The Metropolitan Museum of Art's Flapper Room

   Another negative regarding my lack of a New York City residence is revealed to me:

... Two outstanding examples of high-fashion exhibitions, mounted collaboratively, can be seen at major New York museums in different boroughs. “American Woman: Fashioning a National Identity” is the annual, widely anticipated extravaganza of the Costume Institute at the Metropolitan Museum of Art... “American Woman,” which has been organized by Andrew Bolton, curator of the Costume Institute, benefits from, and celebrates, the exponential expansion of the institute’s holdings in one fell swoop in January 2009. That was when the Met took over the care and storage of a larger, older collection of fashion belonging to the Brooklyn Museum, which could not afford to maintain it.

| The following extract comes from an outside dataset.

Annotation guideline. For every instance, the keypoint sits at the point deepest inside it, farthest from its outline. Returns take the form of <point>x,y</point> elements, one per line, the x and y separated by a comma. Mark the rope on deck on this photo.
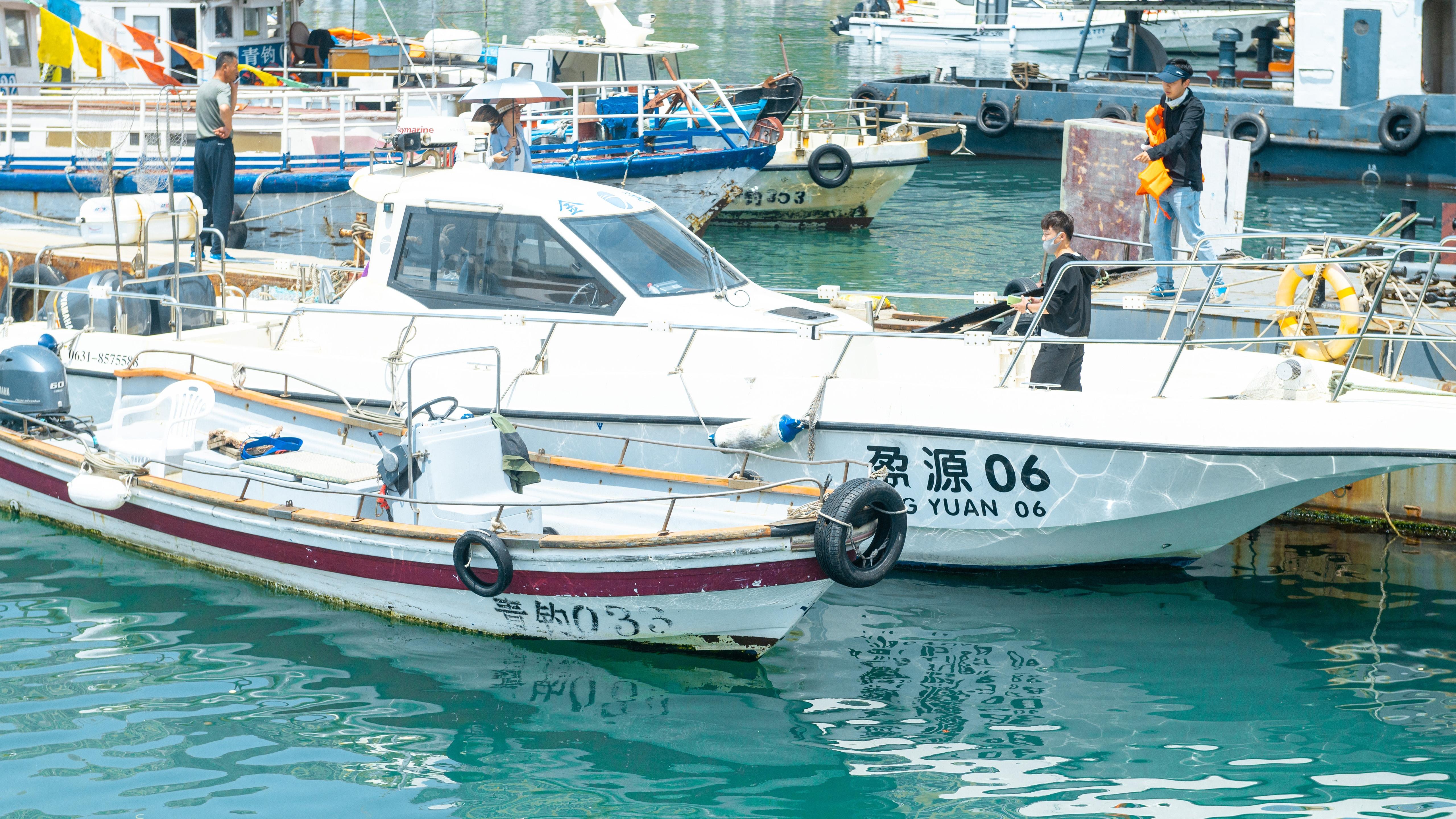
<point>290,210</point>
<point>38,218</point>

On its side, the Brooklyn Museum has assembled “American High Style: Fashioning a National Collection” as a form of proud semi-farewell — semi because the transfer agreement allows the museum to borrow back works from its former collection. The show, composed entirely of pieces from the Brooklyn collection, is rife with what are justifiably being called “masterworks,” which have not been exhibited for decades, if ever. The collection includes deep holdings (even drawings) of genuine geniuses like the French shoe designer Steven Arpad and especially the inimitable Charles James, whose astounding “Diamond” evening dress is one of the show’s high points. But it is also rich in accessories, idiosyncrasies and objects steeped in history.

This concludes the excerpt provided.